Shooting almost aimlessly, blurring or omitting his story's development to no purpose, Chabrol far too gradually sets up this situation: a wealthy, middle-aged winegrower (Jacques Dacqmine) has a corrosive wife (Madeleine Robinson), a beautiful young mistress (Antonella Lualdi), a pretty, restless daughter (Jeanne Valerie) and an effeminate son (Andre Jocelyn). He also has a chronic house guest: his daughter's oafish lover, played by Jean-Paul Belmondo, the slob-hero of Breathless and currently the dirty-necked darling of French movie fans.
Dacqmine is presented, without explanation, as a man totally vacant of will; for some reason he lets Belmondo shamble about his villa, bundle his daughter, drink his liquor, slop his food, and rant, while scratching himself, that the winegrower should chuck everything and run off with Leda, his mistress. But Dacqmine likes his vineyards, and his wife will not agree to divorce him.
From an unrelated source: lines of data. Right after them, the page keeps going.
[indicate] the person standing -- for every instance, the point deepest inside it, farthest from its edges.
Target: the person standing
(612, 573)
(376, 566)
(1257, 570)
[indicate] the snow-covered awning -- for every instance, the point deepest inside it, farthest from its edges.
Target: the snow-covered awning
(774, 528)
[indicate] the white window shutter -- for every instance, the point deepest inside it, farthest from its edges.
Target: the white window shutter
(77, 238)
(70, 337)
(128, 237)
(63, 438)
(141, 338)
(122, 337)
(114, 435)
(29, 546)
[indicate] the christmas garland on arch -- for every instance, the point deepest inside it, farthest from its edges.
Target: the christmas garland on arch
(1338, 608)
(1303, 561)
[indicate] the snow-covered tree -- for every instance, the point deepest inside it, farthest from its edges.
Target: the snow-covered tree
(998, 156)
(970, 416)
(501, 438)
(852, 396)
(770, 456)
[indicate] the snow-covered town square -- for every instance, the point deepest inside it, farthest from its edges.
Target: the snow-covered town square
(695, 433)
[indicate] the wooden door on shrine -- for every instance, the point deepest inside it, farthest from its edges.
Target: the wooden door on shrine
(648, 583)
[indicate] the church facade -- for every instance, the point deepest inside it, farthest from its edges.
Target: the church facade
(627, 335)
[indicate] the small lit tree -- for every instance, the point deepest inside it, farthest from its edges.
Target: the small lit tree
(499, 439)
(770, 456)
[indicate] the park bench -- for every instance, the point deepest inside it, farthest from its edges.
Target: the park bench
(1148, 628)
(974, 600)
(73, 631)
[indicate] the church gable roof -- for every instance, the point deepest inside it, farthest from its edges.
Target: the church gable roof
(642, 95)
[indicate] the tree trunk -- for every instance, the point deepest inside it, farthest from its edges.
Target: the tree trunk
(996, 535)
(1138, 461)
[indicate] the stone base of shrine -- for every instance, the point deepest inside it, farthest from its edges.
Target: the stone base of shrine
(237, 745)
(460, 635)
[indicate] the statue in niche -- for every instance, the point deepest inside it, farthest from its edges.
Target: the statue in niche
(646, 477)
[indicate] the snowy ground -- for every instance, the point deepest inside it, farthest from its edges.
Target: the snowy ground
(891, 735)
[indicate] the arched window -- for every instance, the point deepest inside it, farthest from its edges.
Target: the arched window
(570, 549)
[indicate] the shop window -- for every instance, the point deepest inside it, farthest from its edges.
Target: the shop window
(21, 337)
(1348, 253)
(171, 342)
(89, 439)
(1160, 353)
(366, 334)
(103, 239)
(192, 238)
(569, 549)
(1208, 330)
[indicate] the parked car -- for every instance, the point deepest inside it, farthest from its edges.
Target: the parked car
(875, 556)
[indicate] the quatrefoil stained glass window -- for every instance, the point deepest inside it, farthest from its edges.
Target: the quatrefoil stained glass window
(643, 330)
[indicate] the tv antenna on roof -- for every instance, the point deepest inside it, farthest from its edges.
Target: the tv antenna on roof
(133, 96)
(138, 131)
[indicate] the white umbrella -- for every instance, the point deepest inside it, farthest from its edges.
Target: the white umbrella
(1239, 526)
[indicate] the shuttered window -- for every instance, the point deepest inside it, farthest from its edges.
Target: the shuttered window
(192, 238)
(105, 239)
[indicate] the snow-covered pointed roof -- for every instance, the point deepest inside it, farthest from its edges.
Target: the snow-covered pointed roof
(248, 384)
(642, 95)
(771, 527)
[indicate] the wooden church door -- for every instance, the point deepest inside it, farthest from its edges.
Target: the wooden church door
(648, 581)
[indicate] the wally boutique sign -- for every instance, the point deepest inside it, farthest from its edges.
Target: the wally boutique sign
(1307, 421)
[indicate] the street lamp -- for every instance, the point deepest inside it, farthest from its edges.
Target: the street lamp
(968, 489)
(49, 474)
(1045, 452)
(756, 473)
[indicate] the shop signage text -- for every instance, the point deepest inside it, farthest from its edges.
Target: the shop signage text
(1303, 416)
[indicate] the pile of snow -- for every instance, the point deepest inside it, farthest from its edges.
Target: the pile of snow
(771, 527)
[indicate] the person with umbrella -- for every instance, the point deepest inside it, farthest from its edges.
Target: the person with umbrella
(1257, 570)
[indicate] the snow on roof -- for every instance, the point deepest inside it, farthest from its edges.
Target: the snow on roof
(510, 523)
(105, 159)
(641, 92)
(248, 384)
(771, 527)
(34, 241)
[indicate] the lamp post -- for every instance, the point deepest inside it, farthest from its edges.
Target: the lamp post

There matters stand while Chabrol, with French economy, gets his money's worth out of his star. Belmondo plays a pointless breakfast scene, chawing food with his mouth open, plays a long, expert and pointless drunk scene. The story picks up when someone finally gets around to murdering Leda. A measure of the film's sloppiness is that it is a full ten screen minutes after the dead girl has been discovered before someone mentions whether the poor thing has been done to death by gun, knife, boredom or wild dogs.